Ainsi, si dans la guerre actuelle elle doit prendre position pour l’un ou l’autre des deux camps au point de vue du progrès et de la démocratie, en considérant globalement la politique mondiale et ses perspectives futures, la politique prolétarienne est, somme toute, coincée entre Charybbe et Scylla, et la question : victoire ou défaite revient dans ces conditions, pour la classe ouvrière européenne, tant sur le plan politique que sur le plan économique, à un choix désespéré entre deux malheurs. Ce n’est donc qu’une funeste illusion de la part des socialistes français que de s’imaginer qu’en écrasant l’Allemagne par les armes ils vont frapper le militarisme ou même l’impérialisme en plein coeur et ouvrir la voie à la démocratie pacifique dans le monde. Tout au contraire : quel que soit le vainqueur de la guerre, l’impérialisme et son serviteur le militarisme y trouveront largement leur compte, sauf dans un cas : si, par son intervention révolutionnaire, le prolétariat vient brouiller leurs comptes.
En effet, la leçon la plus importante que la politique du prolétariat doit tirer de la guerre actuelle, c’est l’absolue certitude que ni en Allemagne, ni en France, ni en Angleterre, ni en Russie, le prolétariat ne peut faire sien le mot d’ordre : victoire ou défaite, un mot d’ordre qui n’a de sens véritable que pour l’impérialisme et qui, dans chaque grand État, équivaut à la question : renforcement ou perte de sa puissance dans la politique mondiale, de ses annexions, de ses colonies et de sa prédominance militaire. Si on considère la situation actuelle globalement, la victoire ou la défaite de chacun des deux camps est tout aussi funeste pour le prolétariat européen, de son point de vue de classe. C’est la guerre elle-même, et quelle que soit son issue militaire, qui représente pour le prolétariat européen la plus grande défaite concevable, et c’est l’élimination de la guerre et la paix imposée aussi rapidement que possible par la lutte internationale du prolétariat qui peuvent apporter la seule victoire à la cause prolétarienne. Et c’est uniquement cette victoire qui permettra de sauver réellement la Belgique et la démocratie européenne.

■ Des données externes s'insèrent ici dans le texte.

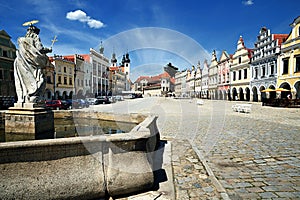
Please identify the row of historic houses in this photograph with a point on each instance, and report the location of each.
(68, 76)
(269, 70)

Dans la guerre actuelle, le prolétariat conscient ne peut identifier sa propre cause à aucun des deux camps. En résulte-t-il que la politique du prolétariat exige le maintien du statu quo ? Que nous n’ayons d’autre programme d’action que ce voeux : que subsiste l’ancien état de choses, que tout reste comme avant la guerre ? D’abord nous ne saurions jamais tenir pour idéal l’état de choses existant qui d’ailleurs ne résulte nullement de la libre détermination des peuples ; qui plus est, on ne peut plus en revenir à l’état de choses ancien parce qu’il n’existe plus, même si venaient à subsister les actuelles frontières entre les États. Même avant d’avoir épuisé toutes ses conséquences, la guerre a amené un changement si considérable dans les rapports de force et dans l’évaluation des forces antagonistes, dans les alliances et les oppositions politiques, elle a si radicalement modifié les relations des États entre eux et des classes à l’intérieur de la société, elle a anéanti tant de vieilles illusions et de vieilles lunes, créé tant de nouvelles urgences et de nouvelles tâches, que le retour à la vieille Europe telle qu’elle existait avant le 4 août 1914 est tout à fait exclu, tout comme il est impossible de retourner à la situation qui avait précédé une révolution, même lorsque cette révolution a été écrasée. D’ailleurs, la politique du prolétariat ne connaît pas de « retour en arrière », elle ne peut qu’aller de l’avant, il lui faut toujours aller au-delà de ce qui existe, dépasser ce qui vient d’être créé. C’est en ce sens seulement qu’il peut opposer sa propre politique à celle de chacun des deux camps impérialistes en guerre.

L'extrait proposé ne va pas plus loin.